Capital investment continues to flow generously into Central European banks and industrial concerns, particularly those in the new European Union members and in prospective ones, such as Romania, Bulgaria and Croatia. In fact, recent data published in both an Ernest & Young survey and The Banker magazine show that these countries are at the receiving end of the largest volume of investment in Europe. This trend is supported both by the foreseen increase in their economic growth rates and incomes, and their absorption of sizable EU funds after 2006. Development in these markets will continue, according to the magazine, as more and more countries join the EU. In June, Bulgaria confirmed its entry date for January 1, 2007, when Romania is also hoping to join – which should be confirmed by the year’s end. Croatia gained candidate status in June and the main accession process will begin next year. The sharp rise in equity capital and assets recorded in 2003 continues this year for the top 100 Central and Eastern European banks, says The Banker.
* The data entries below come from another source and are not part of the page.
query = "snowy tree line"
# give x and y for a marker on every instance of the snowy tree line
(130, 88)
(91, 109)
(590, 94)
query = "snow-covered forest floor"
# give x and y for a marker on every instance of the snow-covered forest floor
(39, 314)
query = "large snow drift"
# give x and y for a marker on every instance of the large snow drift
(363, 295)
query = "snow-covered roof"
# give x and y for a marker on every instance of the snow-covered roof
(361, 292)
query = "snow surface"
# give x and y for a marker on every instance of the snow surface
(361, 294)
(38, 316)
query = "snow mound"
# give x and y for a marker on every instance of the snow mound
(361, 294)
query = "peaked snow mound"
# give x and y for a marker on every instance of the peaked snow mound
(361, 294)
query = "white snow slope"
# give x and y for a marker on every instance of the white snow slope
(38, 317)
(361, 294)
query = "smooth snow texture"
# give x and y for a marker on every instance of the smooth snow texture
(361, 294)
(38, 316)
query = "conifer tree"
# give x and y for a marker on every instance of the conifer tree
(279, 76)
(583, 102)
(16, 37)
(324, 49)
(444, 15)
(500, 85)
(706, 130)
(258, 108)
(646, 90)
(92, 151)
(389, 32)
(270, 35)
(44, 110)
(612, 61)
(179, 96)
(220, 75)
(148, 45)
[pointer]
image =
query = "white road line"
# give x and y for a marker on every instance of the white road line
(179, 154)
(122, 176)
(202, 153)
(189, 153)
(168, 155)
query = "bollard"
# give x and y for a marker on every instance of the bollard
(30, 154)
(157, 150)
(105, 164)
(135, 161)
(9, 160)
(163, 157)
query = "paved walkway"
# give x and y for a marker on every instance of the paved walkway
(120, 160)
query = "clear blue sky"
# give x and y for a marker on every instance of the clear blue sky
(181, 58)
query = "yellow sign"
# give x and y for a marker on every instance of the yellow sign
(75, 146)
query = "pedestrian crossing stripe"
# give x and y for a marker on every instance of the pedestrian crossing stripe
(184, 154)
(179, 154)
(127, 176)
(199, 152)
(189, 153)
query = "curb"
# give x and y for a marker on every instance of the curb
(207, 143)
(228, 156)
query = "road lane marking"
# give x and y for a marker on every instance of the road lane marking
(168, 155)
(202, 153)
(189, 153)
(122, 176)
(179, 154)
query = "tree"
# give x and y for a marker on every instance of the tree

The total equity capital of the region’s banks grew by 21 percent, reaching $29.5 billion. These banks’ total assets rose by 22 percent, climbing to $365 billion. Total pretax profits also increased by no less than 31 percent, standing at $5.3 billion. Very lively growth indeed. Significantly, all countries in question (even Bosnia-Herzegovina) are represented in the list of the 100 biggest banks. Polish banks have a leading role, as 19 of them are on this list, representing 31 percent of total equity capital and 30 percent of total assets. Hungary follows with 14 banks in the list, with the Czech Republic and Slovenia next, boasting 10 each. Romania has eight and Bulgaria seven. In these two countries likely to enter the EU in two years’ time, Greek banks have made a considerable investment, led by National Bank of Greece and EFG Eurobank Ergasias, followed by Alpha Bank and Piraeus. They have bought out established local banks as well as expanding their network autonomously. They have also invested in smaller Balkan markets, such as Albania and the Former Yugoslav Republic of Macedonia. These investments are considered to have significant prospects after the first five years.